Minister of Health
- In office 21 April 2021 – 6 September 2021
- Prime Minister: Florin Cîțu
- Preceded by: Florin Cîțu (acting)

State secretary in the Ministry of Health
- In office 1 February 2021 – 21 April 2021

Personal details
- Born: 20 November 1980 (age 45)
- Party: PNL (2013–2018) PLUS (2018–2021) USR PLUS (2021–2022) USR (2022) REPER (2022–present)
- Alma mater: Iuliu Hațieganu University of Medicine and Pharmacy (1999–2005)

= Ioana Mihăilă =

Romanian politician

Ioana Mihăilă (born 20 November 1980) is a Romanian politician and endocrinologist from USR PLUS, who has been the Minister of Health of Romania since 21 April 2021. Being specialized in endocrinology since 2010, she is a member of the Romanian Endocrinology Society (Societatea Română de Endocrinologie).

She spent her childhood in a small village from Lăzăreni, Bihor County; moved to Cluj-Napoca in 1999 and studied at the Iuliu Hațieganu University of Medicine and Pharmacy between 1999 and 2005.

She has been a member of USR PLUS since 26 October 2018 and was appointed as secretary of state in the Ministry of Health by incumbent Prime Minister Florin Cîțu, being proposed by USR PLUS for the position of Minister of Health on 21 April 2021. On the same day, the President of Romania, Klaus Iohannis, appointed her to become the Minister of Health of Romania.

== Biography ==
Ioana Mihăilă was born on 20 November 1980, spending her childhood in a small village from Lăzăreni, Bihor County.

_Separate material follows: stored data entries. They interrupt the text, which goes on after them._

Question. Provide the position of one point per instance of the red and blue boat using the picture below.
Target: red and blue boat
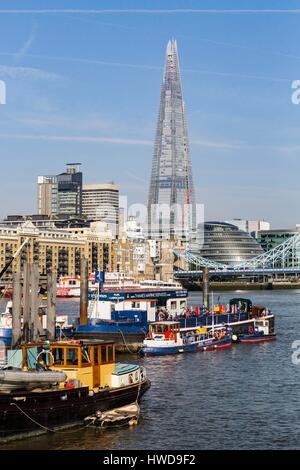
(166, 337)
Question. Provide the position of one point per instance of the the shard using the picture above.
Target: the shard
(171, 202)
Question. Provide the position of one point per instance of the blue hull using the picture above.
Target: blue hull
(255, 338)
(6, 335)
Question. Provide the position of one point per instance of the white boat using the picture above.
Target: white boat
(126, 415)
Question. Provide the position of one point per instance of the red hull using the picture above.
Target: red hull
(257, 340)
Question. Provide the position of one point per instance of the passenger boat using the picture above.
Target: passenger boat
(94, 383)
(124, 316)
(167, 338)
(244, 319)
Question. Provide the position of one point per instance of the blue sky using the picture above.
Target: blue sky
(84, 86)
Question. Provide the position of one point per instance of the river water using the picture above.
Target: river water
(246, 397)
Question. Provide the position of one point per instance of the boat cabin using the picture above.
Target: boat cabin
(86, 363)
(167, 330)
(91, 363)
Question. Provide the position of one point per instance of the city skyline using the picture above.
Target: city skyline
(66, 102)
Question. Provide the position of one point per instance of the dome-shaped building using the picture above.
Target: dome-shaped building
(226, 243)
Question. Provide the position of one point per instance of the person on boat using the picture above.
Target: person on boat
(167, 334)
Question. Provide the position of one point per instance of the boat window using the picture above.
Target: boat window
(95, 356)
(72, 357)
(58, 356)
(110, 354)
(85, 358)
(103, 355)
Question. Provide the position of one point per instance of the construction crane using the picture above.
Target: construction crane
(17, 253)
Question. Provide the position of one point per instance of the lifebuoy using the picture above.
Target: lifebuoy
(250, 330)
(8, 322)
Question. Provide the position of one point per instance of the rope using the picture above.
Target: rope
(125, 344)
(31, 419)
(48, 429)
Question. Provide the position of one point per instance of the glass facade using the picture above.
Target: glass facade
(171, 202)
(225, 243)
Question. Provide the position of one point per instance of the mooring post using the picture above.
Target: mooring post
(16, 312)
(51, 305)
(26, 303)
(84, 291)
(205, 287)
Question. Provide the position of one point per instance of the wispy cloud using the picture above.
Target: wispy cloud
(75, 138)
(154, 11)
(153, 67)
(11, 71)
(27, 44)
(219, 145)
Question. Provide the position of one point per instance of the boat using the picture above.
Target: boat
(124, 416)
(256, 337)
(17, 379)
(94, 382)
(63, 328)
(240, 315)
(167, 337)
(124, 316)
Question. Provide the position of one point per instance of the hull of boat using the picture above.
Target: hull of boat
(218, 344)
(124, 340)
(28, 380)
(197, 346)
(253, 339)
(6, 335)
(58, 409)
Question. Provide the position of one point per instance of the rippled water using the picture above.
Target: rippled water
(247, 397)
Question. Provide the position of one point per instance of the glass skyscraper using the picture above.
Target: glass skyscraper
(171, 202)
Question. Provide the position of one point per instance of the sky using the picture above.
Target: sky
(83, 85)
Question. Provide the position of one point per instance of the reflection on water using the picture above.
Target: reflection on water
(245, 397)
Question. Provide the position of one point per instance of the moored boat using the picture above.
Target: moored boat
(94, 382)
(168, 338)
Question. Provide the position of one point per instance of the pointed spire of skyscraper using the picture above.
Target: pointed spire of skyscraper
(171, 202)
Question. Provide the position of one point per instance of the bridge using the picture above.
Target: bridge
(237, 272)
(270, 262)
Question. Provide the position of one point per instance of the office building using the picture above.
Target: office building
(171, 202)
(100, 202)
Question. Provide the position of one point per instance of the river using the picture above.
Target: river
(246, 397)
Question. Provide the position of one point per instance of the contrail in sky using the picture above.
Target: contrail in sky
(152, 11)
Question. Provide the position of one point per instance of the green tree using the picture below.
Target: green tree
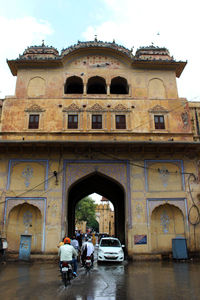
(85, 211)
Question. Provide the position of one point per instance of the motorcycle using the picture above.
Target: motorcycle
(66, 271)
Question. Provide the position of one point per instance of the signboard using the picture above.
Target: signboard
(140, 239)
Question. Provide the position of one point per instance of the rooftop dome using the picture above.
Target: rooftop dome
(97, 44)
(40, 52)
(153, 53)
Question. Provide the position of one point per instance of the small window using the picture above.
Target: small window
(96, 121)
(72, 121)
(120, 122)
(33, 122)
(159, 122)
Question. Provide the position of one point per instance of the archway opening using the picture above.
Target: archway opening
(102, 185)
(74, 85)
(95, 214)
(96, 85)
(119, 85)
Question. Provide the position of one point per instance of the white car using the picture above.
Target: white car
(110, 249)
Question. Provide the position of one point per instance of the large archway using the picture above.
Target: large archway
(105, 186)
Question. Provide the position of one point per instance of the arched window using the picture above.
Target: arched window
(96, 85)
(119, 85)
(74, 85)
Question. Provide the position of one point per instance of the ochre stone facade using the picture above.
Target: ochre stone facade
(97, 118)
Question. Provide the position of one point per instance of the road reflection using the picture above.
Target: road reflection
(137, 280)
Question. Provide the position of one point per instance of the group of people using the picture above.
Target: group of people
(70, 250)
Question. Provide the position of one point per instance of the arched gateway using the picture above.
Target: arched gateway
(105, 186)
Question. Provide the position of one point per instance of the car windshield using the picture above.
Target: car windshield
(110, 243)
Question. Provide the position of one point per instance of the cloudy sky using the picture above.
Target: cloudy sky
(174, 24)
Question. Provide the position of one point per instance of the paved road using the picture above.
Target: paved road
(141, 280)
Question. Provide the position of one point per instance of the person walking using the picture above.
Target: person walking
(69, 254)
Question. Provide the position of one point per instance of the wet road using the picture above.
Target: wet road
(138, 280)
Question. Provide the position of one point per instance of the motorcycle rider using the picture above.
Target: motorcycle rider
(87, 249)
(69, 254)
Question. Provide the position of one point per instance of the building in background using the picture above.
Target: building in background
(98, 118)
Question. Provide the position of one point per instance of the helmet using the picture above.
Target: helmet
(67, 240)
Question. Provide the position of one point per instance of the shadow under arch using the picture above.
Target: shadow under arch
(107, 187)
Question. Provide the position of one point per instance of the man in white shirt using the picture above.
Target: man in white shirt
(68, 253)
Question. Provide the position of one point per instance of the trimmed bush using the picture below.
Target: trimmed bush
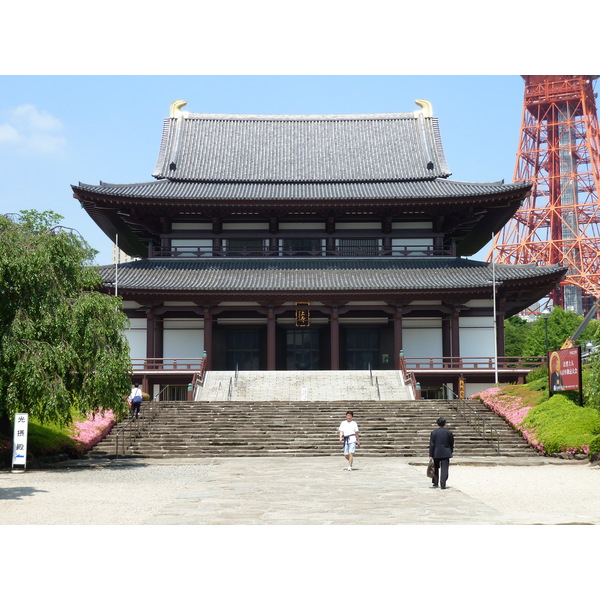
(541, 373)
(561, 426)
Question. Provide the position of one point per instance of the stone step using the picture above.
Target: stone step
(257, 425)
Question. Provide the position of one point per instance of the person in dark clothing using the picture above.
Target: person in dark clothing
(441, 446)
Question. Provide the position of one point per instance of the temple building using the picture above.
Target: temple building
(317, 242)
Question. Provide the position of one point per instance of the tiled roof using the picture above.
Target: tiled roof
(186, 191)
(301, 148)
(318, 275)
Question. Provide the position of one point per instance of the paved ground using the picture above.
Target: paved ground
(301, 491)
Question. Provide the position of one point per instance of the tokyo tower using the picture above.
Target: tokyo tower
(559, 223)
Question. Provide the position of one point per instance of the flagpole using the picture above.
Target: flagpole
(495, 315)
(117, 264)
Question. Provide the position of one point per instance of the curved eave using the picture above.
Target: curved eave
(395, 280)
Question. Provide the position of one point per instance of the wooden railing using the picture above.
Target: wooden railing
(169, 364)
(250, 251)
(469, 363)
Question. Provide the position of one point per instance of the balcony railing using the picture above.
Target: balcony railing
(427, 363)
(295, 252)
(168, 364)
(467, 363)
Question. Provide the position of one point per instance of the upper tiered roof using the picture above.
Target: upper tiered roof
(301, 148)
(213, 166)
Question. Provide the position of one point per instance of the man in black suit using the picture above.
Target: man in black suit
(441, 446)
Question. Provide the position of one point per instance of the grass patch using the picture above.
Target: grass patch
(529, 395)
(52, 440)
(559, 425)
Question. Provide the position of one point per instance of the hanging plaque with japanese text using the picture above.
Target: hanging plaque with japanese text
(302, 314)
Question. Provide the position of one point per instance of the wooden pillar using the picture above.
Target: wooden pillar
(208, 337)
(500, 316)
(454, 324)
(334, 327)
(150, 335)
(397, 337)
(271, 349)
(446, 337)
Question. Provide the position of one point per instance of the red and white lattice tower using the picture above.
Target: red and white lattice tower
(559, 223)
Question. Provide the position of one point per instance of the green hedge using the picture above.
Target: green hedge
(562, 426)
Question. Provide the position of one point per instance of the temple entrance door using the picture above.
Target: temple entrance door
(362, 349)
(243, 350)
(302, 349)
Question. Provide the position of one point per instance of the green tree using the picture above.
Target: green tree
(61, 342)
(561, 325)
(516, 332)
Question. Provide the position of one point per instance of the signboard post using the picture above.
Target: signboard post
(20, 442)
(564, 371)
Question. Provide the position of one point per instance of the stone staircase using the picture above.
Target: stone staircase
(309, 386)
(282, 414)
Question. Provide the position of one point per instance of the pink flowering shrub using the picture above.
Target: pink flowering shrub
(533, 423)
(512, 410)
(92, 430)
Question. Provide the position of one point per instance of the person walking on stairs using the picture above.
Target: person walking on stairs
(350, 437)
(136, 401)
(441, 446)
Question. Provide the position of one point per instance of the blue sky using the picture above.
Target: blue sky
(84, 89)
(59, 130)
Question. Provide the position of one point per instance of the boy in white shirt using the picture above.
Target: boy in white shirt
(350, 437)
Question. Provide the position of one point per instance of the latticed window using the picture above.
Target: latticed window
(249, 247)
(359, 247)
(301, 247)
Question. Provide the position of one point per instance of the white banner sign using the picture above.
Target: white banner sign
(20, 439)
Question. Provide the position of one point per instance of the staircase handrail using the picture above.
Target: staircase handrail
(408, 376)
(148, 412)
(467, 412)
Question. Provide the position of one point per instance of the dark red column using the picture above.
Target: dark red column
(334, 326)
(397, 337)
(208, 337)
(271, 349)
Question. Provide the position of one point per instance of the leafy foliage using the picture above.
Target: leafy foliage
(516, 332)
(61, 342)
(523, 338)
(561, 426)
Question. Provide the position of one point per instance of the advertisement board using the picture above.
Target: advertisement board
(564, 370)
(20, 440)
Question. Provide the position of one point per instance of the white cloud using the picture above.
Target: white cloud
(29, 130)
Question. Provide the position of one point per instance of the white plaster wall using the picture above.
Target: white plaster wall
(475, 388)
(477, 337)
(422, 337)
(136, 336)
(183, 338)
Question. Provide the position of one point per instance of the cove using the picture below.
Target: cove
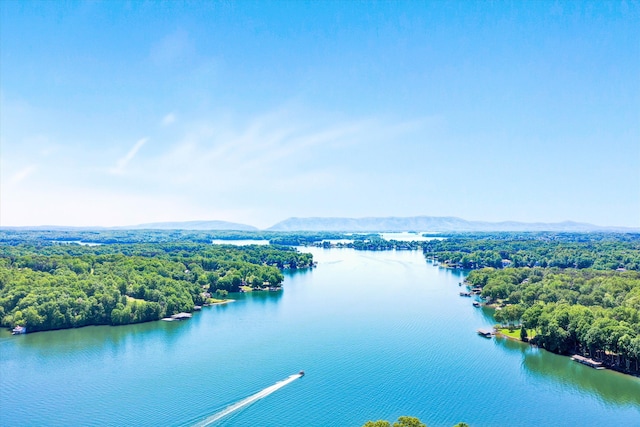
(378, 334)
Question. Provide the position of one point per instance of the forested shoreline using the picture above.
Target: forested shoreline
(578, 293)
(57, 286)
(572, 311)
(600, 251)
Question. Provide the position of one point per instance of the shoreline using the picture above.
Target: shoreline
(606, 367)
(217, 302)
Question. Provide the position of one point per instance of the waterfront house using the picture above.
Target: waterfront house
(19, 330)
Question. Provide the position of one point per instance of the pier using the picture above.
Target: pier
(586, 361)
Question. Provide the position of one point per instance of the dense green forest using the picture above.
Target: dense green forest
(55, 286)
(600, 251)
(573, 311)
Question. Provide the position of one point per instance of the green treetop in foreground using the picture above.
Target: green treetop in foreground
(65, 286)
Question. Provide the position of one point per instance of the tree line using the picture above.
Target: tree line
(604, 251)
(589, 312)
(54, 286)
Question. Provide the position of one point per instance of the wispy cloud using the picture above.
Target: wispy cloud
(124, 161)
(22, 174)
(168, 119)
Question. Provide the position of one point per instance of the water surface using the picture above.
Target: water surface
(379, 335)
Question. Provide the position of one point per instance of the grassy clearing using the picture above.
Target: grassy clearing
(515, 334)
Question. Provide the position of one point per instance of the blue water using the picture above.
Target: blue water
(379, 335)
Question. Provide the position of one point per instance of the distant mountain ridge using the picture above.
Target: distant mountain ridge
(367, 224)
(430, 223)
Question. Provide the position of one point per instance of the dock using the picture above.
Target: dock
(586, 361)
(179, 316)
(485, 332)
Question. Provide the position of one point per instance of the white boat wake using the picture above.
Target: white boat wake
(247, 401)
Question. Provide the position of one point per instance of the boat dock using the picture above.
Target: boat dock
(586, 361)
(485, 332)
(179, 316)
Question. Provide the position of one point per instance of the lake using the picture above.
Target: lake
(378, 334)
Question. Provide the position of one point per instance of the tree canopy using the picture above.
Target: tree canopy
(58, 286)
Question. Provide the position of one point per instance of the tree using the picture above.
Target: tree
(379, 423)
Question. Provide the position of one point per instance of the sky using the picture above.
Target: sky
(128, 112)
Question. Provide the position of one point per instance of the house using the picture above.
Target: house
(19, 330)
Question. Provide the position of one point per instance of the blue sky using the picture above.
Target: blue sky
(115, 113)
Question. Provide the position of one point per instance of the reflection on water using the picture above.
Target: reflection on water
(611, 387)
(380, 334)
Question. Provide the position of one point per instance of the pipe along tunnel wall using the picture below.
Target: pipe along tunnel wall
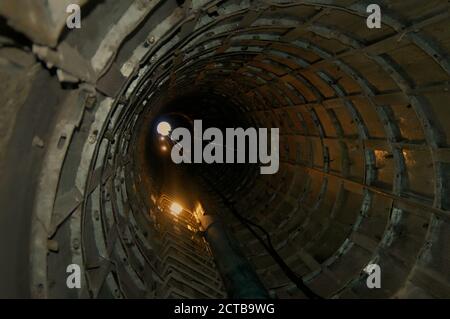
(364, 146)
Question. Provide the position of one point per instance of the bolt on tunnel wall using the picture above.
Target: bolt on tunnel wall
(364, 158)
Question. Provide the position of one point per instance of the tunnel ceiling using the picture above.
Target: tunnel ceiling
(364, 133)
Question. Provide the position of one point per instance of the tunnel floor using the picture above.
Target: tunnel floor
(354, 96)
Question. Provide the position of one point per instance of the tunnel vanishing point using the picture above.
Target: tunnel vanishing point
(364, 149)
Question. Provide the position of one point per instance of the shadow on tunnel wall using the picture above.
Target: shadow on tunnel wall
(92, 205)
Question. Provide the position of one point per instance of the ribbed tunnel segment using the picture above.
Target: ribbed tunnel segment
(364, 145)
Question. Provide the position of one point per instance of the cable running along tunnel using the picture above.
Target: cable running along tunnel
(363, 115)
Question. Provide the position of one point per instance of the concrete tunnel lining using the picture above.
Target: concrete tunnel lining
(364, 142)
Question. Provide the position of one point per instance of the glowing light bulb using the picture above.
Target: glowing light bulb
(164, 128)
(176, 208)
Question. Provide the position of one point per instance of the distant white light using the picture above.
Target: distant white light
(164, 128)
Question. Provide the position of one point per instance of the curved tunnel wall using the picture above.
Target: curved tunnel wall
(364, 129)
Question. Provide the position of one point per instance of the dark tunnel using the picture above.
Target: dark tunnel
(364, 159)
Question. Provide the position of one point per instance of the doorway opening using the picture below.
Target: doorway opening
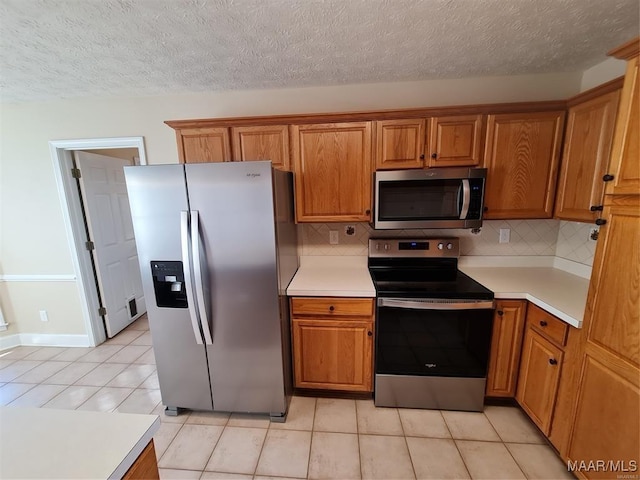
(90, 278)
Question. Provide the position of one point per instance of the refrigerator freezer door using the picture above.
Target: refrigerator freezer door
(235, 207)
(158, 195)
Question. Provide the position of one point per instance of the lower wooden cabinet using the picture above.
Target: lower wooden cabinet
(541, 366)
(333, 343)
(506, 346)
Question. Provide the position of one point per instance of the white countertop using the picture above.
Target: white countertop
(557, 291)
(332, 276)
(556, 285)
(48, 443)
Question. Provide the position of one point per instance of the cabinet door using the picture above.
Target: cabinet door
(608, 393)
(585, 157)
(624, 165)
(521, 155)
(400, 144)
(333, 354)
(455, 141)
(262, 143)
(539, 377)
(506, 345)
(200, 145)
(332, 164)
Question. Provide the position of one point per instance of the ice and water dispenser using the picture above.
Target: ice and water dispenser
(168, 284)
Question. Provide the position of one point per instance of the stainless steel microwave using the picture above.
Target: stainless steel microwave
(429, 198)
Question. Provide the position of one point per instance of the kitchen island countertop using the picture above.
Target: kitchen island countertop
(49, 443)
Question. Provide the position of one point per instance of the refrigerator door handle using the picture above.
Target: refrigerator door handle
(197, 276)
(186, 263)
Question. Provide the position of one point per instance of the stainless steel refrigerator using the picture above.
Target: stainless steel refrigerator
(217, 249)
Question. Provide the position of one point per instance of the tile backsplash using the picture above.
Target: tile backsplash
(574, 242)
(528, 237)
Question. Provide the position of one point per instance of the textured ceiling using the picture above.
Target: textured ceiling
(67, 48)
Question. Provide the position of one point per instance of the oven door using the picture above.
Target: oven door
(445, 338)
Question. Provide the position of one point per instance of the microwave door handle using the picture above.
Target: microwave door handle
(197, 276)
(188, 284)
(466, 199)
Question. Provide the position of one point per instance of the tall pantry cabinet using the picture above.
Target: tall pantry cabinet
(607, 398)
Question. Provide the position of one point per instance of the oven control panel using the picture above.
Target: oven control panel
(414, 247)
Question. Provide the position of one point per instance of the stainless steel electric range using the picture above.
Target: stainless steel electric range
(433, 326)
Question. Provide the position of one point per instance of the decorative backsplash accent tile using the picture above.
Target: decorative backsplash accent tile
(528, 237)
(574, 242)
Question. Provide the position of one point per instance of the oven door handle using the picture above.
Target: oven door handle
(436, 304)
(466, 199)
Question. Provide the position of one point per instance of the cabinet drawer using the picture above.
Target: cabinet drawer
(549, 326)
(357, 307)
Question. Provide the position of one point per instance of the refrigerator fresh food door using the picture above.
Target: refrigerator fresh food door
(159, 209)
(234, 205)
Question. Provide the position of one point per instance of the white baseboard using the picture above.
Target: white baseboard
(44, 340)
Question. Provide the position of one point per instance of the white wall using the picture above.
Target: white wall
(33, 240)
(602, 72)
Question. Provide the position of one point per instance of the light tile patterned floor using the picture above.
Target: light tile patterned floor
(323, 438)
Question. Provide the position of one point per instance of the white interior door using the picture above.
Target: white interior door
(106, 206)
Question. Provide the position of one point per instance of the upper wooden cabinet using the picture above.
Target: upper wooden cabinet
(624, 165)
(207, 144)
(585, 158)
(522, 154)
(506, 345)
(269, 142)
(400, 144)
(607, 408)
(455, 141)
(332, 164)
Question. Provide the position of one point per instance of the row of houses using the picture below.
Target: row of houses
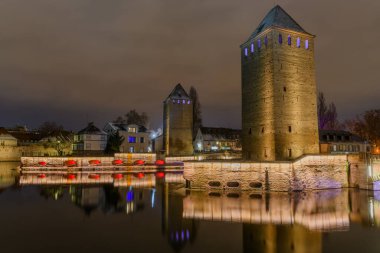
(138, 139)
(17, 142)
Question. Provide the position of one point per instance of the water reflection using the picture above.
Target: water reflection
(268, 222)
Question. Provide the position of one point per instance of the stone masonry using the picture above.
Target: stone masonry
(279, 110)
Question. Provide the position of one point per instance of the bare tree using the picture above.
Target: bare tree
(197, 113)
(327, 115)
(133, 117)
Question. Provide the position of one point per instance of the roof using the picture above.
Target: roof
(31, 136)
(217, 133)
(178, 93)
(91, 129)
(347, 136)
(124, 127)
(277, 17)
(5, 135)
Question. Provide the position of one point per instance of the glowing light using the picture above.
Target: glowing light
(130, 196)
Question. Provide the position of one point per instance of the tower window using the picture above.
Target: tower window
(298, 42)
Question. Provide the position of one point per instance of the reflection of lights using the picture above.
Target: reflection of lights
(371, 211)
(160, 174)
(153, 196)
(130, 196)
(129, 207)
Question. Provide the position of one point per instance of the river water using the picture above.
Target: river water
(154, 213)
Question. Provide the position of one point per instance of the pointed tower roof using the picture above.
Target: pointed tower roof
(277, 17)
(178, 93)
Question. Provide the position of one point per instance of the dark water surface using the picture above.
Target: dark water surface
(154, 213)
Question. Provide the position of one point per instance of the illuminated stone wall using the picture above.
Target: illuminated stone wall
(14, 153)
(178, 125)
(307, 173)
(279, 110)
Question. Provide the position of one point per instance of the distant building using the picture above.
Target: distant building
(17, 142)
(90, 140)
(212, 139)
(338, 142)
(279, 94)
(178, 123)
(6, 139)
(136, 137)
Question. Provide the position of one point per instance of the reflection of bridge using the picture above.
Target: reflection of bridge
(316, 211)
(116, 178)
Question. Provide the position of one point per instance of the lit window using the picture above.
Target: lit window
(132, 129)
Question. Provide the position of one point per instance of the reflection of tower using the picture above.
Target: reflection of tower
(279, 111)
(177, 229)
(87, 197)
(280, 239)
(178, 123)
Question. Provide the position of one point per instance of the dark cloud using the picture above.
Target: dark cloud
(78, 60)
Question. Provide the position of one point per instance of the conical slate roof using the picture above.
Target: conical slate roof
(178, 93)
(277, 17)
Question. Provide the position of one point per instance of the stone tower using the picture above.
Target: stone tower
(279, 110)
(178, 123)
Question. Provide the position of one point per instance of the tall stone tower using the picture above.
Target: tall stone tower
(279, 97)
(178, 123)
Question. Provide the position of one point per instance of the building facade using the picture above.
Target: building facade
(178, 123)
(279, 105)
(215, 139)
(90, 140)
(136, 138)
(341, 142)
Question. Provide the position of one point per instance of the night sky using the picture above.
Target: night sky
(76, 61)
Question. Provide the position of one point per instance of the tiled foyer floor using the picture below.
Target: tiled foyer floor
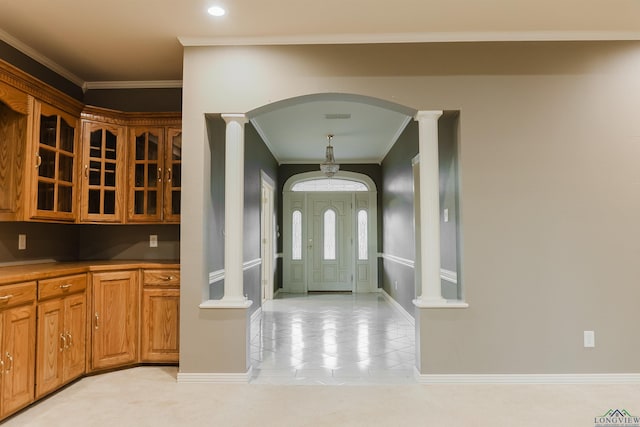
(332, 339)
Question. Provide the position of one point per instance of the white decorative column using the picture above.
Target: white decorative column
(234, 209)
(429, 210)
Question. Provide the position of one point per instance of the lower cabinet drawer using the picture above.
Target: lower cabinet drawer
(13, 295)
(61, 286)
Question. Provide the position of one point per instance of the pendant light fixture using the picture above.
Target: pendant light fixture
(329, 167)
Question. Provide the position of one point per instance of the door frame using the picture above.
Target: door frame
(267, 236)
(298, 201)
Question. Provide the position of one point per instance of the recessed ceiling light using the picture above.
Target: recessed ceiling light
(216, 11)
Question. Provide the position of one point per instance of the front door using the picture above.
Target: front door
(330, 242)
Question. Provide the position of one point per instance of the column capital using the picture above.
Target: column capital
(235, 117)
(427, 115)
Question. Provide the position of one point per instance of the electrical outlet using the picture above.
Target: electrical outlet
(22, 242)
(589, 339)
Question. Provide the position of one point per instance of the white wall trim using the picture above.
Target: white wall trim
(218, 275)
(395, 304)
(527, 378)
(449, 276)
(432, 37)
(256, 315)
(42, 59)
(212, 378)
(135, 84)
(402, 261)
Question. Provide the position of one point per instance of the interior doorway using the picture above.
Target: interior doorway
(267, 237)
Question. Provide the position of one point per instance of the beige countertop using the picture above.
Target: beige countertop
(29, 272)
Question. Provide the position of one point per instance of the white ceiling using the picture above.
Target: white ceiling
(137, 40)
(139, 43)
(363, 132)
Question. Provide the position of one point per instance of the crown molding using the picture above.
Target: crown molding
(413, 38)
(42, 59)
(148, 84)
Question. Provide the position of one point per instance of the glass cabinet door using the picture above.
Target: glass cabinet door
(102, 166)
(55, 159)
(146, 175)
(173, 182)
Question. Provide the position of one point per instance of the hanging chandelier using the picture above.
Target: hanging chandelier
(329, 167)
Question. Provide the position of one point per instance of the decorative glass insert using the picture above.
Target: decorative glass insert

She moved to Cluj-Napoca in 1999. She studied at the Mihai Eminescu National College of Oradea. Between 1999 and 2005, she studied at the Iuliu Hațieganu University of Medicine and Pharmacy of Cluj-Napoca, being licensed in general medicine. In 2008, she got her certificate in endocrine sonography at the Grigore T. Popa University of Medicine and Pharmacy of Iași, and she became specialized in endocrinology after preparing in residency at the Endocrinology Clinic of the County Emergency Hospital of Cluj-Napoca (Clinica de Endocrinologie a Spitalului Clinic Județean din Cluj-Napoca) between 2006 and 2010.

Mihăilă is a member of the Romanian Endocrinology Society (Societatea Română de Endocrinologie) and speaks English and French. She also is an endocrinologist, is married and has two children with her husband. She joined the Freedom, Unity and Solidarity Party (PLUS) when it got founded on 26 October 2018 and was elected president of PLUS Bihor. In 2020, she ran for the city hall of Oradea on behalf of the USR-PLUS Alliance. As of 2021, she owns three houses in Oradea, three urban patches of land in Oradea, an apartment in Cluj-Napoca, a commercial property in Oradea, a car, and over 400,000 lei in her bank accounts. In 2020, she gave the Save Romania Union (USR) a loan worth of 20,000 lei for an election campaign.

On 1 February 2021, Prime Minister of Romania Florin Cîțu appointed her to be a state secretary in the Ministry of Health. Two months later, on 14 April 2021, Cîțu fires Minister of Health Vlad Voiculescu. On 21 April 2021, USR PLUS proposes her to become Minister of Health, to replace Vlad Voiculescu, with President Klaus Iohannis appointing her on the same day. In her first press conference as minister of health, she said her term will have three priorities along handling the COVID-19 pandemic: attracting European funds in the health sector, making basic medical services more accessible and reforming the management of hospitals and health services.